Medical Entomologist and Faculty Member of National University Dr G.M. Saifur Rahman gave the third part of the keynote by clarifying various common misconceptions people might have regarding dengue and Aedes mosquitoes. He stated that Aedes mosquitoes are not generally bigger than other breeds of mosquitoes, and media has a tendency of misidentifying other kinds of harmless insects like mosquitoes. He stated that the life cycle of Aedes mosquitoes is around 6 to 8 days, so a routine weekly cleaning regiment needs to be implemented nationwide to clear out water from places that gather water during rain. He showed survey data that shows that Aedes mosquitoes primarily breed in Earth jars, open water tanks, buckets, drums, tires, cans and bottles. Other than these kinds of containers, Aedes mosquitoes also breed in the water in garden plant pots. He emphasized that throwing out water from these containers is not enough as eggs tend to stick to the walls of containers, so they need to be scrubbed clean weekly. He also stated that dengue fever incubates inside the body for 4 to 7 days before symptoms show, so one doesn't get sick immediately after getting bitten.

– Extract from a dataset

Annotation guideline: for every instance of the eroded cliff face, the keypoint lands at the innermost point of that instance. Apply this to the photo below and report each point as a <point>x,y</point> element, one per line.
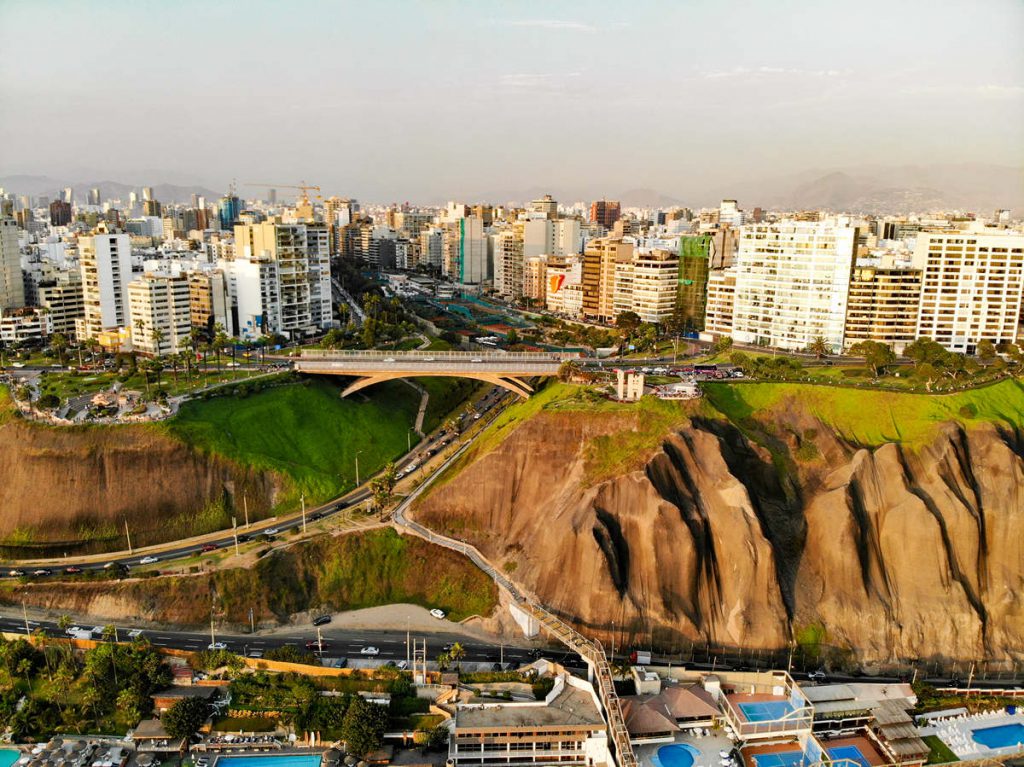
<point>78,486</point>
<point>892,553</point>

“Dengue fever is an ancient disease, and scientists have already made vaccination against it” Stated. He went on to say that it is confounding how Bangladesh hasn’t managed to find a solution to this problem yet.
Secretary-General of SWACHIP Dr M A Aziz and General Secretary of Dhaka University Teachers Association Dr Nizamul Hoque Bhuiyan agreed to most points of the keynote and stated that the entomologists should design a full working plan to implement the preventive methods discussed in the keynote speech and present it to the government. They are confident that the government will take their expertise into account and integrate their expert opinions and advice into the current plan to handle the dengue outbreak in the cities and villages of Bangladesh.
Other participants of the discussion echoed the points brought forward by the three leading entomologists and urged the government to take necessary steps to prevent the outbreak of dengue on the population which is already suffering from the covid pandemic.